I've been using cultured buttermilk in my attempts to make Neufchatel. My second attempt was pretty tasty.

Is it better to use a mesophilic starter? What's going to be the end result difference?  How quickly does refridgerated cultured buttermilk lose potency as a starter? What I have is a week old now.

Thanks in advance.

MrsKK

Welcome to the Cheeseforum, Stuart!

I use clabbered milk (raw milk that is allowed to thicken to yogurt consistency) as a culture for making Neufchatel as well as for hard cheeses and I've had great results.  It is basically the same thing as cultured buttermilk.

I've never tried using mesophilic starter for Neufchatel, but have for hard cheeses, where I've actually recognized more flavor in the cheese when I use clabber vs the meso starter.

I will let someone else field the question on lasting power of buttermilk.

Again, Welcome!

hydromojo

Stuart - I'm an amateur like yourself. I dont have an option but to use buttermilk and curd as my meso & thermo cultures since I dont know where to get the others.
I have had good success with the neufchatel and farmers cheeses using these. I use freshly made buttermilk (the old fashioned churning method),allowed to sit overnight to develop sufficent acidity.

Alex


zenith1

Hi Stuart-check out the library section of the forum. John has collected a lot of information about starters there.

Cheese Head

Stuart, welcome to the forum, good question. In my mind using a manufactured mesophilic culture is really the next step up the technology curve as they are more specific bacteria, depending on what you buy. I made many cheeses with cultured buttermilk before buying my first manufactured meso culture. Hard to tell the taste difference as too many factors in my cheese making ;D.

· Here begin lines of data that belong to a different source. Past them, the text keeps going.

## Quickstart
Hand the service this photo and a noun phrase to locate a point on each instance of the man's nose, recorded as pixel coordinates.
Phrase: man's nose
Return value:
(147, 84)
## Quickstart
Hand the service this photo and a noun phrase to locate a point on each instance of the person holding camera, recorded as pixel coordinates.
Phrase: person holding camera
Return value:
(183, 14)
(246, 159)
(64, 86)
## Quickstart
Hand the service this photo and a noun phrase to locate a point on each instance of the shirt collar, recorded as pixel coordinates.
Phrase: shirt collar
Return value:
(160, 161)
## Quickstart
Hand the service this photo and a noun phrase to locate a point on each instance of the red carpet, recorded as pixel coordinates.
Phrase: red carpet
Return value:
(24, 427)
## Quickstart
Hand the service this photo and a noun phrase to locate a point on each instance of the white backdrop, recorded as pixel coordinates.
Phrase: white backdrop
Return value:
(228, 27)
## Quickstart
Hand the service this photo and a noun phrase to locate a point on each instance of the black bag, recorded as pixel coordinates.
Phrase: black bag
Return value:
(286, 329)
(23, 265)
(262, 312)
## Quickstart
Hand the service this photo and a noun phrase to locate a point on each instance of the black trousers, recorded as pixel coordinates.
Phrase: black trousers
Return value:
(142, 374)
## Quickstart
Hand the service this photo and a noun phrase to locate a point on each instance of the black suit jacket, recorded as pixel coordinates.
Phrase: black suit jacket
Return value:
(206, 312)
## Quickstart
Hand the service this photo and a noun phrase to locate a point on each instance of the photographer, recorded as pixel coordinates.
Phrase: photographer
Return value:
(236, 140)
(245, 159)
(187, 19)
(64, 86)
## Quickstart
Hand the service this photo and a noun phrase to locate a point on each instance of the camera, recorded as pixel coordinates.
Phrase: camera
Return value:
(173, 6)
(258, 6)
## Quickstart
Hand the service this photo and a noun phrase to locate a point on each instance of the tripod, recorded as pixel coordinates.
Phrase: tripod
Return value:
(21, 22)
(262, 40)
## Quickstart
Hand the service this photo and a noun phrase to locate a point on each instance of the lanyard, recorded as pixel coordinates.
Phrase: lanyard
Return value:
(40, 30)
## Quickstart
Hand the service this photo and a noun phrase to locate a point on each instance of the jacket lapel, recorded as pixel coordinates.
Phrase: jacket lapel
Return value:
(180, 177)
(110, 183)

hydromojo, lost of stores listed here, some probably ship to Bangalore. Also, while I don't see it on the listed website, this member said they are India based and supply ingredients.

hydromojo

John - thanks for the info. Will follow up on this. The yellow pages here can be quite misleading so I gave up after a few attempts  ;D

DeejayDebi

I don't think I have seen anything on this forum about clabbering milk might be a good thing to post as it works well for many cheeses and it's very practical.

Alex


MrsKK

Debi - Thanks for the suggestion.  I know I posted detailed instructions for someone, either on this forum or elsewhere, so I will look for that and make a new thread for it.

Alex - Buttermilk is what is left over when cream is churned into butter.   Butter is the fat, so buttermilk is very low fat, yet nutritious.  I have clabbered buttermilk (allowed it to sit long enough to thicken) from my raw milk/cream, and it seems to thicken much more quickly than skimmed milk does.  I generally only clabber skim milk, as I like to use the cream for butter and ice cream making.

DeejayDebi

I read somewhere ... either the Farmstead book or the Cheese Makers Manual that if you mix your starter with part of the milk in a mason jar and get it going first while the milk comes up to temperature it has more time to multiply (?) grow (?) and is less of a shock to the cultures when making cheese and produces a better cheese. Whom ever it was they make all their cheeses that way.